Sunday, March 6, 2011

AES ECB basic implementation

The AES algorithm can be implemented following strictly the AES round steps described in my previous post or by using pre-computed lookup tables. This post describes an AES implementation which follows the AES round steps and is based on existing source code developed by karl malbrain. It is written in a very modular way, making it ideal to get to know the algorithm without getting confused by the usage of look up tables. However, this version is aimed to understand the process and has no focus at all in performance optimization. As well the implementation is used to have a starting point to demonstrate how different levels of performance benefits can be achieved by using a modified version of the algorithm. From now on we will refer to this version as AES-B which stands for AES Basic implementation.
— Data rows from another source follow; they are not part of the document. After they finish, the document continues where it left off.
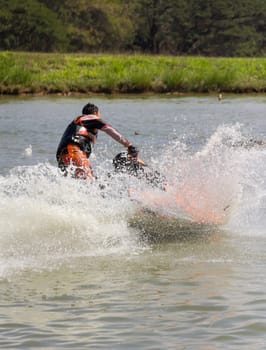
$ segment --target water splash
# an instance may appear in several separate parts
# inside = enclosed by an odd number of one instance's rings
[[[0,276],[75,257],[139,253],[146,247],[128,218],[143,207],[265,234],[266,149],[248,140],[237,124],[220,126],[197,152],[171,143],[150,160],[166,178],[165,191],[126,176],[110,179],[105,163],[96,165],[101,176],[93,184],[64,178],[50,164],[12,169],[0,177]]]
[[[0,275],[60,265],[81,256],[137,252],[127,227],[127,197],[99,184],[64,178],[49,164],[12,169],[0,178]],[[105,198],[104,198],[105,197]]]
[[[195,153],[179,141],[169,145],[155,163],[167,191],[143,191],[137,199],[197,223],[257,230],[258,219],[264,225],[265,156],[263,143],[245,137],[240,124],[222,125]]]

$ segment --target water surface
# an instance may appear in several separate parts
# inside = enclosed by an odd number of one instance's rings
[[[249,140],[265,96],[91,101],[170,188],[110,184],[121,146],[104,133],[98,180],[62,177],[56,147],[88,99],[1,98],[1,348],[264,349],[266,150]],[[130,225],[143,207],[157,217]]]

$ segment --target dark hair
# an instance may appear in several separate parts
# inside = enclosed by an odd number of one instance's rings
[[[82,114],[94,114],[98,113],[99,108],[92,103],[87,103],[82,109]]]

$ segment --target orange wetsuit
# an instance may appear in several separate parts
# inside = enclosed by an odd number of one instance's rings
[[[101,118],[83,114],[68,125],[57,148],[58,166],[65,175],[70,173],[76,178],[93,178],[89,156],[98,130],[106,132],[125,147],[130,145],[124,136]]]

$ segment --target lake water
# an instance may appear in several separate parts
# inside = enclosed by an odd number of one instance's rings
[[[97,180],[62,177],[57,144],[88,101],[166,191],[109,178],[123,147],[102,132]],[[266,146],[250,139],[265,95],[0,98],[0,348],[265,349]]]

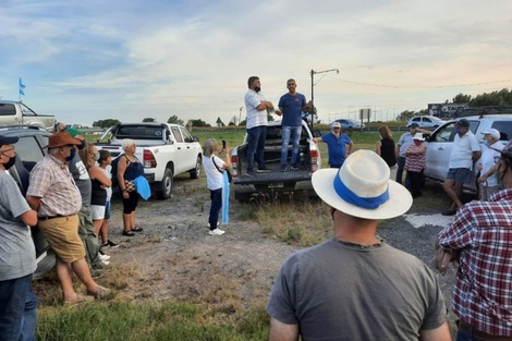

Let’s first describe a high level pseudo code of the algorithm:

- Generate AES expanded key
- XOR input data with encryption key
- For Rounds = 1 To NrRounds
- - SubBytes operation
- - ShifRows operations
- - If Rounds < NrRounds
- - - MixColumns Operation
- - XOR with round key k[Rounds]
- copy result to output

As we can see on the previous pseudo code the AES-B algorithm follows the AES round steps described. This makes it easier to understand its functionality. First, we generate the expanded key or key schedule which basically takes the cipher key and performs the key schedule operation to determine the number of round keys necessary to encrypt the data. The number of round keys necessary to encrypt one block of information is related to the key length. In this example we are using a 128 bits key; therefore it will require in total 11 round keys, 1 for the initial round, 9 for standard rounds and 1 for the final round. After we expand the key, the input data is XORed which is basically the AddRoundKey operation for the initial round, followed by the execution of SubBytes, ShiftRows and MixCulumns operations. Note that these 3 operations will be executed only for the first 9 main rounds and when we reach the 10th round we exclude the MixColumns operation as described on previous posts.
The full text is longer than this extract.